Color exists on a spectrum—a prism of infinite shades from the deepest crimson to the softest yellow. It is up to the artist, the architects of color, to manipulate these hues to construct or even deconstruct the paradigm to create meaning, whether of the real or abstract.
Nancy Tuttle May and Bruce Bowan tend to prefer the more abstract. Now showing at downtown’s New Elements Gallery through Sept. 19, recent works by the artists are hanging side-by-side in an exhibition titled, “The Architecture of Color.”
Bowman, a Wilmington resident, is also an architect. A principal at Bowman Murray Hemingway Architects, the artist spends his days painstakingly drawing up plans and crunching numbers.
“I would say part of the reason I do the artwork is to keep everything in balance because the vast majority of what I do in my day job is not really creative—or it’s creative in the sense that it’s troubleshooting,” Bowman remarks. “My artwork is the antithesis. There are no rules that go with painting unless you want to make up your own rules.”
One rule Bowman has set for himself: Work quickly. The artist works wet on wet, and uses palette knives to scrupulously juxtapose blocks of primary and secondary colors in the same way Picasso famously used geometrics during his Cubism period.
“I don’t use a lot of intensity in my colors,” Bowman says. “There are not a lot of grey to blacks or browns—the pollution of other colors. I prefer to either use two primaries together or two secondaries but seldom three together.”
This calculated approach results in colorful representations of iconic Wilmington buildings and New York cityscapes, including those of the Solomon R. Guggenheim Museum. Bowman’s smaller rendering of the famous Upper East Side art museum, titled, “Guggenheim II” (18 inches x 18 inches, oil on canvas), features blocks of bright cobalt contrasted against the fleshy pinks and sandy ochre that construct the museum.
“When I finished my larger version of the Guggenheim, I felt like there was some unfinished business,” Bowman states. “I can’t remember a time where I painted the same thing twice, much less in the same show. I feel like the smaller version settled all of my unfinished business. I was able to capture the idea of the building in the least amount of lines and colors possible.”
Despite his modest opinion of the larger rendering (30 inches x 30 inches), both paintings of the Guggenheim are entrancing. The black line ties the two together.

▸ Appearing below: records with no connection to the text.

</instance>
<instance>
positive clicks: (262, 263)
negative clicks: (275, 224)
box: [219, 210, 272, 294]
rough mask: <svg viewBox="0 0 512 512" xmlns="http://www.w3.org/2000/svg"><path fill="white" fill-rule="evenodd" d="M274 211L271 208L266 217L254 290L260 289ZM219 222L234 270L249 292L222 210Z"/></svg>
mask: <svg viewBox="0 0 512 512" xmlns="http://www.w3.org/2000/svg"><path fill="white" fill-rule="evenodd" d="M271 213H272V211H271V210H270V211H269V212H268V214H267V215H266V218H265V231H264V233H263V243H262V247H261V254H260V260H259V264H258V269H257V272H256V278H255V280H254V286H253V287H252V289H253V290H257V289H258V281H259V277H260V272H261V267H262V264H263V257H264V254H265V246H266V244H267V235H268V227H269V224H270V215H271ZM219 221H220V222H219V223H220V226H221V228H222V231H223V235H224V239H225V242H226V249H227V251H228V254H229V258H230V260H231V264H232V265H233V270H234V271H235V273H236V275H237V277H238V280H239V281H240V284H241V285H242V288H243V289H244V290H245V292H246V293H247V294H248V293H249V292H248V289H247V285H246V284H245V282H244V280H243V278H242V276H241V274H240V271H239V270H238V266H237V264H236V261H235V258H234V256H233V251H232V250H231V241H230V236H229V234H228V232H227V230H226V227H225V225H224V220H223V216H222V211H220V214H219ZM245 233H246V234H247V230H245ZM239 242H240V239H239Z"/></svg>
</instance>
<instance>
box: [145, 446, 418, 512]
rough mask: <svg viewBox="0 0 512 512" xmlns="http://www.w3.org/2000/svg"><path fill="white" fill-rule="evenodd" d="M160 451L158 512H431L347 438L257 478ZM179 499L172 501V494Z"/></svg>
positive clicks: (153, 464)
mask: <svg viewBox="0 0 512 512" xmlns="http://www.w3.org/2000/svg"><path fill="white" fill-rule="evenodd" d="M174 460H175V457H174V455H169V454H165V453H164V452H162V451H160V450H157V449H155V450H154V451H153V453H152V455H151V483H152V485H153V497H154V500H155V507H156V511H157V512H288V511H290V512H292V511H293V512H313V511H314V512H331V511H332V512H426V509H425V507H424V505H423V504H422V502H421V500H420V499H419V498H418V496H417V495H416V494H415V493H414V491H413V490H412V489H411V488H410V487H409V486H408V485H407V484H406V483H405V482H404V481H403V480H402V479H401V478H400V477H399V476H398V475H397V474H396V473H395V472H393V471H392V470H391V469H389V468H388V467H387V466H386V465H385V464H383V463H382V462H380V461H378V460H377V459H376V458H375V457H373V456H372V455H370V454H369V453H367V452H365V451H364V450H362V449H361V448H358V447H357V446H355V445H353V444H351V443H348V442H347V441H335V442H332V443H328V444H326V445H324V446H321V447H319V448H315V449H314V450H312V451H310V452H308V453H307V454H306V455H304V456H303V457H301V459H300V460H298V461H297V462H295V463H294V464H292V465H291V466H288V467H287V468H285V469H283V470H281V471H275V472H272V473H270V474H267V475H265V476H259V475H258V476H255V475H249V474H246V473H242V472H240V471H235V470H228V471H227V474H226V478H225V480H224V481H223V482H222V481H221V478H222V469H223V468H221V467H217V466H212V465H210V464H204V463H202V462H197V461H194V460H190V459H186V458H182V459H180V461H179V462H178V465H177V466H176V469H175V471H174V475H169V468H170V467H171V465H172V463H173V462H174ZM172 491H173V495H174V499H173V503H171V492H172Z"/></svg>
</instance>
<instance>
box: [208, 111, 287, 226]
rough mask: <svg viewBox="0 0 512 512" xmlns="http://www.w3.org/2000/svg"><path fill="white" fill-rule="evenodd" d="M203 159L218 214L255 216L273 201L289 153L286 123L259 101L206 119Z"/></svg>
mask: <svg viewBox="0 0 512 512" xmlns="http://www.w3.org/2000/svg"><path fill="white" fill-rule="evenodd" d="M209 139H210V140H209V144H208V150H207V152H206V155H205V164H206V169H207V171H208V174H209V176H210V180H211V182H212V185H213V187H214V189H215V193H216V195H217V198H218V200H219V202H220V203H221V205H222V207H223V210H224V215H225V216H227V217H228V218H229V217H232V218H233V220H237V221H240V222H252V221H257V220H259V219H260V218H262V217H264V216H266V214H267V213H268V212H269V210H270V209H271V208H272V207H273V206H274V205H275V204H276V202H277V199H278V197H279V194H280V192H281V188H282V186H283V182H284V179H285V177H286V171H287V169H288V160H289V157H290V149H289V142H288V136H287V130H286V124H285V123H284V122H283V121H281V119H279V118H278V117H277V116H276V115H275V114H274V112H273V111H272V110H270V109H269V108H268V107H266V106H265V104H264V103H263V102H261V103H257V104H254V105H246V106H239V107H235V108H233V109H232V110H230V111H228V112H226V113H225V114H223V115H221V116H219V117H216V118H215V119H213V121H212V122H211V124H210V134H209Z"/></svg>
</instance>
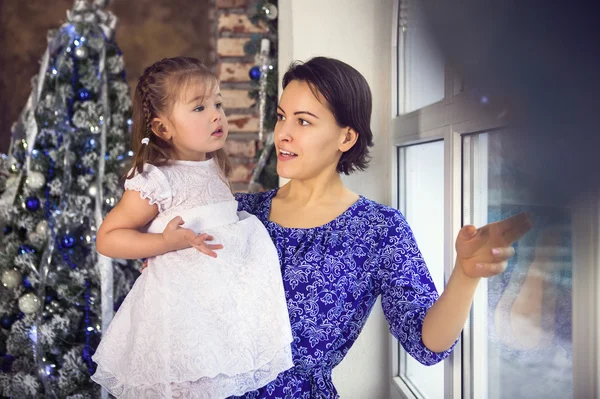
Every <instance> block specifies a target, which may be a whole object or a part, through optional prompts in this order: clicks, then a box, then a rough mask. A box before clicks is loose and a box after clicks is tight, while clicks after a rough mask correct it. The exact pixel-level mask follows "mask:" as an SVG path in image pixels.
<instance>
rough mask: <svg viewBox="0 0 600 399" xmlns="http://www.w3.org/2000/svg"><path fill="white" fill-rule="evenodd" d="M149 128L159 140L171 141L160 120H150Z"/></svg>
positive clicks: (165, 130) (162, 124) (166, 129)
mask: <svg viewBox="0 0 600 399" xmlns="http://www.w3.org/2000/svg"><path fill="white" fill-rule="evenodd" d="M150 127H151V128H152V132H153V133H154V134H156V135H157V136H158V137H160V138H161V139H163V140H165V141H169V140H170V139H171V132H170V131H169V129H168V128H167V125H166V124H165V123H164V122H163V121H162V119H161V118H154V119H152V122H150Z"/></svg>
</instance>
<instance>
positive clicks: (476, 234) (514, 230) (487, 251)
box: [456, 213, 533, 278]
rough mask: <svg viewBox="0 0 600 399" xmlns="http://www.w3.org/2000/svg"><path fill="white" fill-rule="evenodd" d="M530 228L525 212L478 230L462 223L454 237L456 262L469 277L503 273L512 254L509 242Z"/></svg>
mask: <svg viewBox="0 0 600 399" xmlns="http://www.w3.org/2000/svg"><path fill="white" fill-rule="evenodd" d="M531 227H533V223H532V221H531V219H530V218H529V215H528V214H526V213H520V214H518V215H515V216H512V217H510V218H507V219H504V220H501V221H499V222H494V223H490V224H487V225H485V226H483V227H481V228H479V229H477V228H475V226H473V225H467V226H464V227H463V228H462V229H461V230H460V231H459V233H458V237H457V238H456V264H457V267H461V268H462V271H463V273H464V274H465V275H467V276H468V277H471V278H479V277H491V276H495V275H497V274H500V273H502V272H504V270H505V269H506V266H507V265H508V260H509V259H510V258H511V257H512V256H513V255H514V254H515V249H514V248H513V247H512V244H513V243H514V242H515V241H517V240H518V239H520V238H521V237H523V236H524V235H525V233H527V232H528V231H529V229H531Z"/></svg>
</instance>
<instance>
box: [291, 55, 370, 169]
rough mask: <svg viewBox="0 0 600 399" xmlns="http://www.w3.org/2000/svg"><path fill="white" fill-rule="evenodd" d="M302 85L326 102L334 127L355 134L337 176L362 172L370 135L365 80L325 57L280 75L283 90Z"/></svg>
mask: <svg viewBox="0 0 600 399" xmlns="http://www.w3.org/2000/svg"><path fill="white" fill-rule="evenodd" d="M294 80H296V81H299V82H306V83H307V84H308V85H309V87H310V89H311V90H312V92H313V94H314V95H315V97H317V99H319V94H320V95H321V96H323V98H325V100H326V101H327V104H325V105H326V106H328V108H329V109H330V110H331V112H332V113H333V116H334V117H335V120H336V121H337V123H338V125H340V126H342V127H345V126H349V127H351V128H352V129H353V130H354V131H355V132H357V133H358V140H357V141H356V144H354V146H353V147H352V148H351V149H350V150H348V151H346V152H345V153H343V154H342V157H341V158H340V161H339V163H338V165H337V171H338V173H345V174H347V175H349V174H350V173H352V172H355V171H356V170H357V169H358V170H365V169H366V168H367V166H368V164H369V160H370V158H371V157H370V156H369V147H372V146H373V133H372V132H371V110H372V107H373V105H372V98H371V89H370V88H369V84H368V83H367V80H366V79H365V78H364V76H362V75H361V74H360V72H358V71H357V70H356V69H354V68H352V67H351V66H350V65H348V64H346V63H344V62H342V61H339V60H336V59H333V58H326V57H315V58H312V59H310V60H308V61H307V62H304V63H302V62H299V61H296V62H294V63H292V65H290V68H289V69H288V71H287V72H286V73H285V75H283V88H284V89H285V87H286V86H287V85H288V84H289V83H290V82H292V81H294Z"/></svg>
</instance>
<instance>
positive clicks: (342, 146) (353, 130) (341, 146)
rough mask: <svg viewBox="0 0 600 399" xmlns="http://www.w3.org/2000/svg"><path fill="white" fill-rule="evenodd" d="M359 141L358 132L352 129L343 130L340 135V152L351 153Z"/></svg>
mask: <svg viewBox="0 0 600 399" xmlns="http://www.w3.org/2000/svg"><path fill="white" fill-rule="evenodd" d="M357 140H358V133H357V132H356V130H354V129H352V128H351V127H345V128H344V129H342V132H341V135H340V145H339V149H340V151H341V152H346V151H349V150H350V149H351V148H352V147H354V144H356V141H357Z"/></svg>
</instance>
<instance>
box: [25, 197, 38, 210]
mask: <svg viewBox="0 0 600 399" xmlns="http://www.w3.org/2000/svg"><path fill="white" fill-rule="evenodd" d="M40 204H41V203H40V199H39V198H38V197H28V198H27V199H26V200H25V208H27V210H28V211H31V212H35V211H37V210H38V209H40Z"/></svg>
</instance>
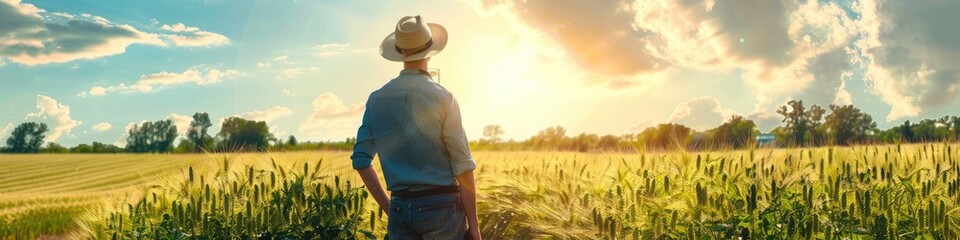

“I typically put line work on at end,” he states. “It brings a whole piece into focus, like putting on glasses for the first time. The piece is now vibrant and even with a little tension.”
Tension, though, does not seem befit the work of May, who will often blend colors seamlessly across the canvas. This creates movement without the restrictions of precision or line work.
The Durham artist is a self-titled abstract expressionist whose use of color largely spans the spectrum, from blushes and muted aquas, to pulsating shades of vermilion and gold. While May’s work is not by definition representational, it’s not hard to find the influence of NC’s coastal scenery. “It’s Always Ourselves…We Find in the Sea…” (40 inches x 30 inches, acrylic and mixed media) was inspired by the famous E.E. Cummings poem “maggy and milly and molly and may.” It can be found on a yellowed ripped page, deftly breaking a wave of soft colors over what loosely represents a shoreline.
A devotee of the late American artist Helen Frankenthaler, May borrowed her idea of keeping a book of favorite quotes and phrases, sometimes even tearing the versus from books, magazines and sheets of music. May uses the scraps to create texture and depth, as well as to title her work.
“I like to go back to these quotes as a method of titling so I’m not too descriptive,” she explains. “When you look at abstract, I like people to see what they see and not be influenced by what I see. The completion of a piece is when a viewer sees something and they connect with it.”
New Elements Gallery owner Miriam Oehrlein agrees. The way you receive the work of Bowman and May is all a matter of perspective. “Both artists use color in completely different ways, but to pair them together really brings out the colorful nature of their work,” Oehrlein says.